Human-Oriented Binary Reverse Engineering (HOBRE) lies at the intersection of binary and source code, aiming to lift binary code to human-readable content relevant to source code, thereby bridging the binary-source semantic gap. Recent advancements in uni-modal code model pre-training, particularly in generative Source Code Foundation Models (SCFMs) and binary understanding models, have laid the groundwork for transfer learning applicable to HOBRE. However, existing approaches for HOBRE rely heavily on uni-modal models like SCFMs for supervised fine-tuning or general LLMs for prompting, resulting in sub-optimal performance. Inspired by recent progress in large multi-modal models, we propose that it is possible to harness the strengths of uni-modal code models from both sides to bridge the semantic gap effectively. In this paper, we introduce a novel probe-and-recover framework that incorporates a binary-source encoder-decoder model and black-box LLMs for binary analysis. Our approach leverages the pre-trained knowledge within SCFMs to synthesize relevant, symbol-rich code fragments as context. This additional context enables black-box LLMs to enhance recovery accuracy. We demonstrate significant improvements in zero-shot binary summarization and binary function name recovery, with a 10.3% relative gain in CHRF and a 16.7% relative gain in a GPT4-based metric for summarization, as well as a 6.7% and 7.4% absolute increase in token-level precision and recall for name recovery, respectively. These results highlight the effectiveness of our approach in automating and improving binary code analysis.

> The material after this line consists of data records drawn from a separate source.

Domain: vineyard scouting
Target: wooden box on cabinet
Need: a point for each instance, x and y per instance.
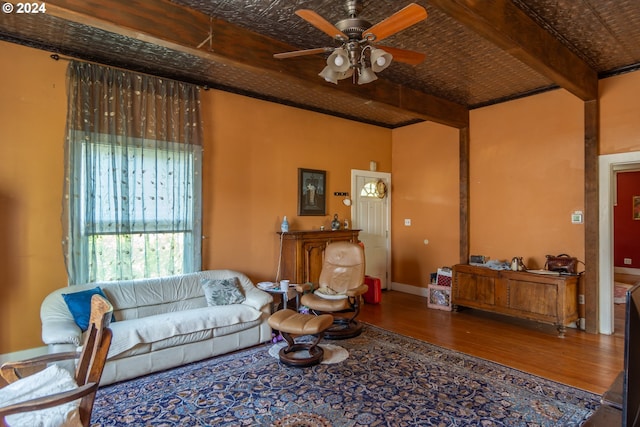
(303, 252)
(544, 298)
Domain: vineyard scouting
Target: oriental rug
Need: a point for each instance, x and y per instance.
(386, 380)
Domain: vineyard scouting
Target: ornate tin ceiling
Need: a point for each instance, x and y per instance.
(463, 66)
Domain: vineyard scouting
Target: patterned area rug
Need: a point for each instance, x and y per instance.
(387, 380)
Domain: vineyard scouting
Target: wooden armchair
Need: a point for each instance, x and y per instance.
(88, 371)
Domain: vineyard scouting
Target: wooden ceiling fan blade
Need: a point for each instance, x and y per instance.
(295, 53)
(322, 24)
(405, 56)
(404, 18)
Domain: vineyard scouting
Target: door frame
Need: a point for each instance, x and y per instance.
(387, 177)
(608, 165)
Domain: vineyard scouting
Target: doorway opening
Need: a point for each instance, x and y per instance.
(371, 214)
(608, 166)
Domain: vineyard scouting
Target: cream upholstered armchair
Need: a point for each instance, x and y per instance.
(53, 395)
(339, 289)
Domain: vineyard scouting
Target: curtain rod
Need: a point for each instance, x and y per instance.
(57, 57)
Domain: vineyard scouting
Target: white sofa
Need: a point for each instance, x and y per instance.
(163, 322)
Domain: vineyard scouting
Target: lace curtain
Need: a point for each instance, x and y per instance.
(132, 189)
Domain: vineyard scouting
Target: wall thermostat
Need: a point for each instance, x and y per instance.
(576, 217)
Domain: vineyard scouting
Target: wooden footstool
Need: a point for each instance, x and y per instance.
(292, 324)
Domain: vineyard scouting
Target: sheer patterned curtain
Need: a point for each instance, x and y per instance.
(133, 159)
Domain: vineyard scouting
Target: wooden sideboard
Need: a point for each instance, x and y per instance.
(540, 297)
(303, 252)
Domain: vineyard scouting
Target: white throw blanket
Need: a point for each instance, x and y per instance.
(44, 383)
(129, 333)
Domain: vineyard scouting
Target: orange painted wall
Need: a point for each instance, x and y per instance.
(253, 150)
(620, 114)
(251, 160)
(32, 119)
(425, 189)
(527, 177)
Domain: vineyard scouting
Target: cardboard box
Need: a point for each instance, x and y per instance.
(439, 297)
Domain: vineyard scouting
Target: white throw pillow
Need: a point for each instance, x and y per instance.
(222, 291)
(44, 383)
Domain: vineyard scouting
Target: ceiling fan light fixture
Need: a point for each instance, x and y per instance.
(338, 61)
(366, 75)
(329, 75)
(380, 59)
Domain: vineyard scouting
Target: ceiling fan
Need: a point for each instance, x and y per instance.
(356, 36)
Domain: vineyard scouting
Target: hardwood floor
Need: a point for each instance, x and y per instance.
(587, 361)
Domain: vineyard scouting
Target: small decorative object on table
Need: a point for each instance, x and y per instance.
(444, 276)
(440, 292)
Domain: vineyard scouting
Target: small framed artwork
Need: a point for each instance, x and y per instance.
(312, 186)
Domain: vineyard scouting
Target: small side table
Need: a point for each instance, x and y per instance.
(285, 296)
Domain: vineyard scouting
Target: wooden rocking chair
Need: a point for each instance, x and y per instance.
(88, 371)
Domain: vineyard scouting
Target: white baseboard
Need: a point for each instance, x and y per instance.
(410, 289)
(627, 270)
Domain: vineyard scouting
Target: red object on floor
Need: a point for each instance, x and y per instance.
(374, 293)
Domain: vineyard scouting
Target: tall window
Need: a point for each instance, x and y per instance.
(132, 177)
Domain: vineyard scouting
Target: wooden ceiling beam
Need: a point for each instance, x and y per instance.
(172, 26)
(508, 27)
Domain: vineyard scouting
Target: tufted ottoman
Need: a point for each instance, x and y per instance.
(292, 324)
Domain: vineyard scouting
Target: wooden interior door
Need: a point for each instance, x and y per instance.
(371, 214)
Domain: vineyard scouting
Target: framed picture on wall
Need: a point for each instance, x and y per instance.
(312, 186)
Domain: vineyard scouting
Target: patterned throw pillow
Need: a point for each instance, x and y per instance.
(222, 291)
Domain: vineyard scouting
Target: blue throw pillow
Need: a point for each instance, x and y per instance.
(79, 304)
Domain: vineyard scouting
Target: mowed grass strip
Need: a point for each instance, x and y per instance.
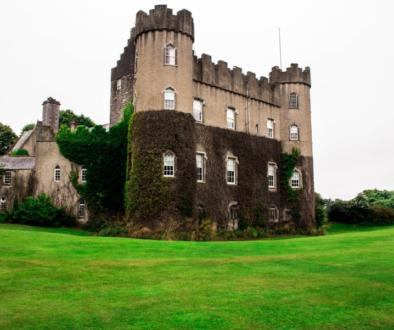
(53, 280)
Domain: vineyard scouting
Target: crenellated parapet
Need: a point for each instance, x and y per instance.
(294, 74)
(161, 18)
(233, 80)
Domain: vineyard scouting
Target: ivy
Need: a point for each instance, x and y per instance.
(104, 155)
(289, 162)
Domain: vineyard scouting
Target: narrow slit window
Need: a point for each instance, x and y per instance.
(57, 174)
(294, 132)
(197, 110)
(271, 175)
(169, 99)
(200, 167)
(231, 170)
(169, 161)
(231, 118)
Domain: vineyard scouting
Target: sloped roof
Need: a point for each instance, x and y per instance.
(18, 163)
(21, 141)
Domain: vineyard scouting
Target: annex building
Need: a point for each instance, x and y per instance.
(218, 133)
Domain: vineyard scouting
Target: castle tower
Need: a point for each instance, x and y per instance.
(164, 60)
(50, 114)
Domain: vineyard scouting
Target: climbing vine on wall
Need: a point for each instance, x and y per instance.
(289, 162)
(104, 155)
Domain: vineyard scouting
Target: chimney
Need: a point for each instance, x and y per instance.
(50, 114)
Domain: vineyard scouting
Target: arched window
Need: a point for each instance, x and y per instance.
(273, 213)
(57, 173)
(83, 174)
(295, 179)
(169, 164)
(230, 118)
(293, 132)
(81, 208)
(170, 54)
(3, 204)
(197, 110)
(169, 99)
(293, 100)
(270, 128)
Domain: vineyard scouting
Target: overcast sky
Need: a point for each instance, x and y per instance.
(66, 49)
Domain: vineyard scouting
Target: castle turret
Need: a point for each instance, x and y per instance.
(50, 114)
(164, 45)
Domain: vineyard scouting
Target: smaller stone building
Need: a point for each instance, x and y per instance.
(45, 170)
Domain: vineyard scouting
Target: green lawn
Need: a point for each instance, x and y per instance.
(50, 279)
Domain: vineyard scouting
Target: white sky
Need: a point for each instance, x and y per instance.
(66, 49)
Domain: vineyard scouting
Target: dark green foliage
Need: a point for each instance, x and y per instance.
(104, 155)
(320, 213)
(28, 127)
(20, 152)
(39, 212)
(7, 138)
(371, 207)
(67, 116)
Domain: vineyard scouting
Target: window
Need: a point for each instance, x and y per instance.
(230, 118)
(7, 178)
(169, 164)
(81, 208)
(2, 204)
(294, 132)
(170, 55)
(295, 179)
(83, 174)
(197, 110)
(230, 170)
(293, 100)
(200, 167)
(169, 99)
(57, 174)
(270, 128)
(271, 176)
(273, 213)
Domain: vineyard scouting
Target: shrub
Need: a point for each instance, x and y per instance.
(40, 212)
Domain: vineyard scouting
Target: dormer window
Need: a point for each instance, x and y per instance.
(169, 99)
(170, 54)
(293, 101)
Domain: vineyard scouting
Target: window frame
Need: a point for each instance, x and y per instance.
(270, 130)
(170, 173)
(7, 180)
(57, 174)
(201, 111)
(83, 174)
(293, 103)
(234, 121)
(292, 134)
(174, 56)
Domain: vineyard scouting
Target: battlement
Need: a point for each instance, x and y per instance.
(161, 18)
(219, 75)
(291, 75)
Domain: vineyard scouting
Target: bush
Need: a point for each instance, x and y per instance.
(20, 152)
(40, 212)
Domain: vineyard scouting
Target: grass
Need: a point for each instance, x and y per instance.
(52, 280)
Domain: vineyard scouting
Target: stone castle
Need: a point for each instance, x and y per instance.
(227, 130)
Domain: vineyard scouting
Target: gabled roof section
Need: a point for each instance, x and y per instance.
(18, 163)
(21, 141)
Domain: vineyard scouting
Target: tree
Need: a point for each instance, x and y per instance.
(67, 116)
(7, 138)
(28, 127)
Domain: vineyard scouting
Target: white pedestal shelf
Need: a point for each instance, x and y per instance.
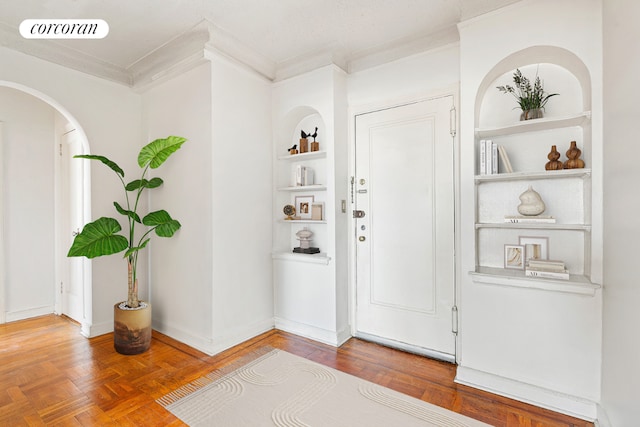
(520, 176)
(320, 258)
(535, 125)
(577, 284)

翻译：面向人类的二进制逆向工程位于二进制代码与源代码的交汇处，旨在将二进制代码提升至与源代码相关的人类可读内容，从而弥合二进制与源代码之间的语义鸿沟。近期单模态代码模型预训练的进展，特别是在生成式源代码基础模型和二进制理解模型方面，为适用于HOBRE的迁移学习奠定了基础。然而，现有的HOBRE方法严重依赖单模态模型（如SCFMs）进行监督微调，或依赖通用大语言模型进行提示，导致性能欠佳。受近期大规模多模态模型进展的启发，我们提出可以同时利用两侧单模态代码模型的优势来有效弥合语义鸿沟。本文提出了一种新颖的探测与恢复框架，该框架结合了二进制-源代码编码器-解码器模型和用于二进制分析的黑盒大语言模型。我们的方法利用SCFMs中预训练的知识来合成相关的、富含符号的代码片段作为上下文。这种额外的上下文使黑盒大语言模型能够提高恢复准确性。我们在零样本二进制摘要和二进制函数名恢复方面展示了显著改进：在摘要任务中，CHRF指标相对提升10.3%，基于GPT4的评估指标相对提升16.7%；在函数名恢复任务中，词元级精确率和召回率分别绝对提升6.7%和7.4%。这些结果凸显了我们的方法在自动化和改进二进制代码分析方面的有效性。